Büchersonntag, Folge 19: Jan Faktor schreibt mit seinem neuen Roman die tschechische Erzähltradition fort

Ein Trottel ist ein Mensch, der einfältig ist. Er ist – zumindest nach außen hin – naiv und mit der Welt zufrieden, stets gut gelaunt. Wie es aber in seinem Inneren aussieht, ist nicht gewiss. Vielleicht ist er abgestumpft, resigniert oder durchtrieben; vielleicht ist er aber auch feinsinnig und tieftraurig, so traurig, dass keine Träne ihn erleichtern und kein Wort ihn trösten können. So oder so ähnlich muss es Jan Faktor gegangen sein, als sein Sohn mit nur 33 Jahren 2012 gestorben ist. Er nahm sich das Leben, weil sein Kopf eben dieses nicht mehr aushielt. Nun hat ein Sonderling über den anderen ein Buch geschrieben. Und so bleibt die besondere Geschichte von Vater und Sohn für immer in der Welt. Jan Faktor wurde für seinen Roman Der Trottel für den Deutschen Buchpreis nominiert und erhielt dann den Wilhelm-Raabe-Preis dafür. Offenbar sind Literatur-Kenner manchmal auch Seelen-Versteher.

Man kann den Roman als zwei Bücher in einem verstehen, wie Katharina Granzin in der „Frankfurter Rundschau“ richtig erkannte. Der Roman im Roman erzählt vom Verlust des eigenen Sohnes. Es ist ein Trauma, das der Autor ohne narrative Ummantelung durch den zweiten Roman literarisch nicht verarbeiten hätte können. Der Leser kann schmerzlich erahnen, wie schwer es sein muss, unter diesen Umständen überhaupt noch weiterzumachen. So gerät der Rahmenroman, eine Art Autobiographie Jan Faktors, auch zuweilen ins Stocken. Immer wieder werden Gedanken an den Sohn und an frühere Erlebnisse ins Bewusstsein gespült. Dies geschieht dann wortspielerisch, plätschernd, reich an Details und Anekdötchen, Flunkereien und Narreteien. Die eigentliche Autobiographie präsentiert sich dagegen eher wie eine nüchterne Beschreibung der äußeren Umstände, mit denen man gar nichts zu tun hat, weil sie einfach passieren.

Das Kaputte als Markenzeichen des Sozialismus

Offenbar war das Kaputte symptomatisch für den Sozialismus. Nach der Lektüre des Buches hat man jedenfalls diesen Eindruck. Denn die Geschichte des Trottels, der zugleich der Autor Jan Faktor ist, beginnt in Prag nach dem sowjetischen Einmarsch. Hier beginnt der Ich-Erzähler mit einem Informatik- bzw. EDV-Studium, hält aber nicht lange durch. Er arbeitet dann in einem „Büro für Lügenstatistiken“ als Programmierer. Dann fährt er Armeebrötchen aus. Und er macht erste Liebeserfahrungen, unter anderem mit einer „Teutonenhorde“, also einer Gruppe junger DDR-Bürger, zu der auch seine spätere Frau gehört.
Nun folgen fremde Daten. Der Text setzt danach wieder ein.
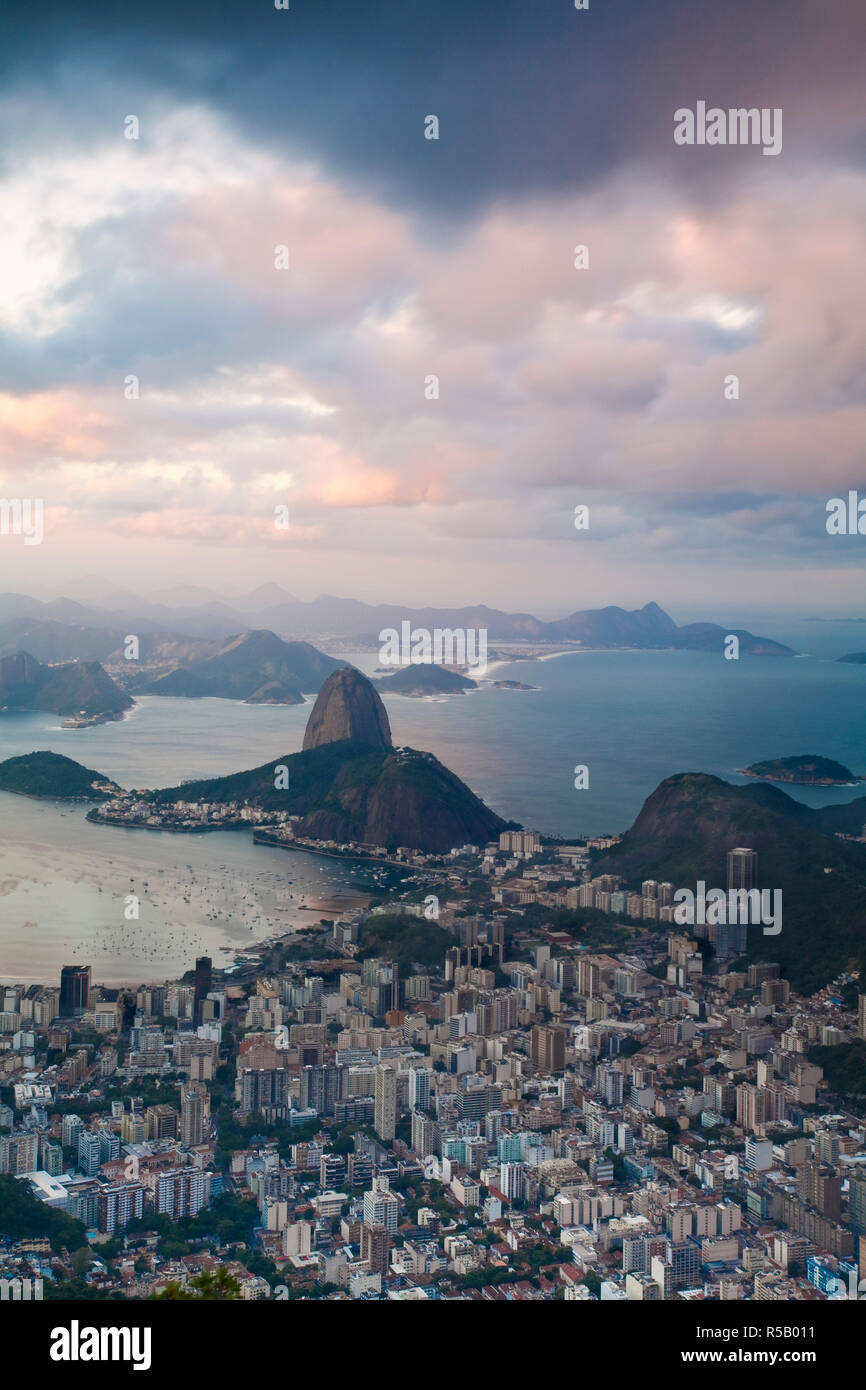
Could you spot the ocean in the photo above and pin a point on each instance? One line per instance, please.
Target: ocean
(630, 717)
Schließlich ist es offenbar für ihn in der Tschechoslowakei nicht mehr auszuhalten. Er „emigriert“ aus der „Vorhölle Prag“ nach Ostberlin/Prenzlauer Berg und gerät – wahrscheinlich auch über seine Frau, die eine der Töchter der berühmten DDR-Schriftstellerin Christa Wolf ist – in eine politische Undergroundszene. En passant erfährt die Leserin durch den tschechischen Blick auf die DDR einiges über die fremde Wahrnehmung auf ihr Land. So wundert Faktor sich über die ideologisch morphisierte DDR und entdeckt später die Band Rammstein, die wiederholt im Roman als eine Art Autorität zur Sprache kommt. Noch spannender aber ist der Blick in die Kindheit und Jugend Faktors im nebulösen Prag. Dagegen wirkt die DDR – politisch wie alltäglich – beinahe wie ein fröhliches Ländchen. 
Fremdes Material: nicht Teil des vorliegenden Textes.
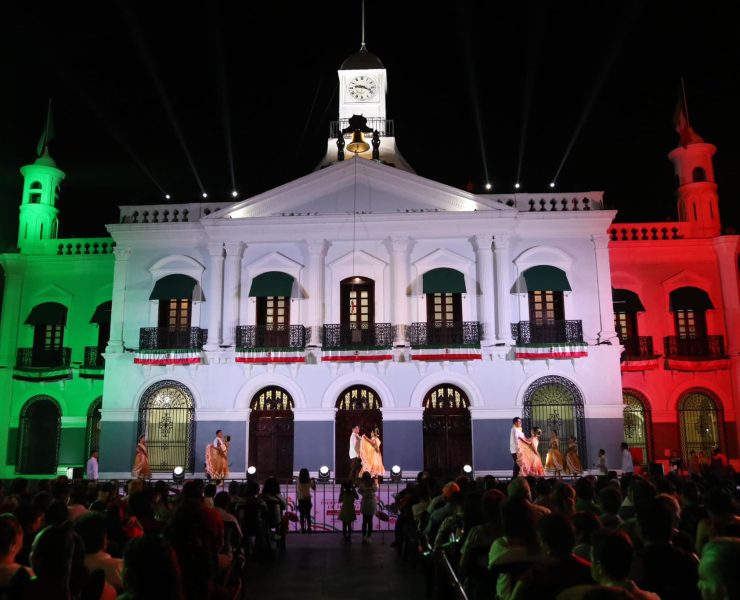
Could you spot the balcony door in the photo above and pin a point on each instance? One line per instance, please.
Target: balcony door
(357, 302)
(273, 321)
(444, 318)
Faktor schmeckt und riecht den 60er, 70er und 80er Jahren in Prag und Berlin nach. Damit entsteht ein lebendiges Assoziationsbild. Aber es ist eben kein detailreicher Blick auf die Prenzlauer-Berg-Boheme, wie Katharina Teutsch in der „Frankfurter Allgemeinen Zeitung“ schreibt, sondern das Einfangen einer Atmosphäre, die eigene Erinnerungen evoziert und mit denen den Trottels abgleicht. Natürlich sieht er den Mangel überall, das Abwirtschaften, gleichzeitig fühlt er sich sicherer als in seiner Heimat und durch die Freizügigkeit am FKK auch selbst gleich viel freier. Seine Mitarbeit am Rundbrief des „Neuen Forum“ 1989 und seine Mitarbeit bei der Zeitung „Die Andere“ wird nur am Rande kurz erwähnt und spielt eigentlich keine Rolle mehr.

Sinn und Form

Mosaiksteinartig fertigt Faktor seinen Roman aus Erinnerungssplittern zusammen, dabei dreht er jeden Stein dreimal in der Hand und schweift ab in Geschichten und Erlebnisse von früher. Die Abschweifung wird zum ästhetischen Prinzip erhoben. Und wie das bei der Erinnerung an liebgewordene Menschen ist, merkt man, wie Faktor oft schmunzelt über lustige Begebenheiten und weint über das Schicksal, das ihm den Sohn entrissen hat. Gleichzeitig schwingt die tschechische Sprachmelodie durch den Raum, die ihren ganz eigenen Sprachwitz erzeugt, wenn Faktor aus seinem Buch selbst vorliest, abgesehen von allem Wortwitz, den der Autor auch sonst noch so einstreut: etwa, wenn er seinem Hang zum ganz genauen Beschreiben technischer Details nachgibt oder wenn er sich über etymologische Besonderheiten der deutschen Sprache wortreich wundert.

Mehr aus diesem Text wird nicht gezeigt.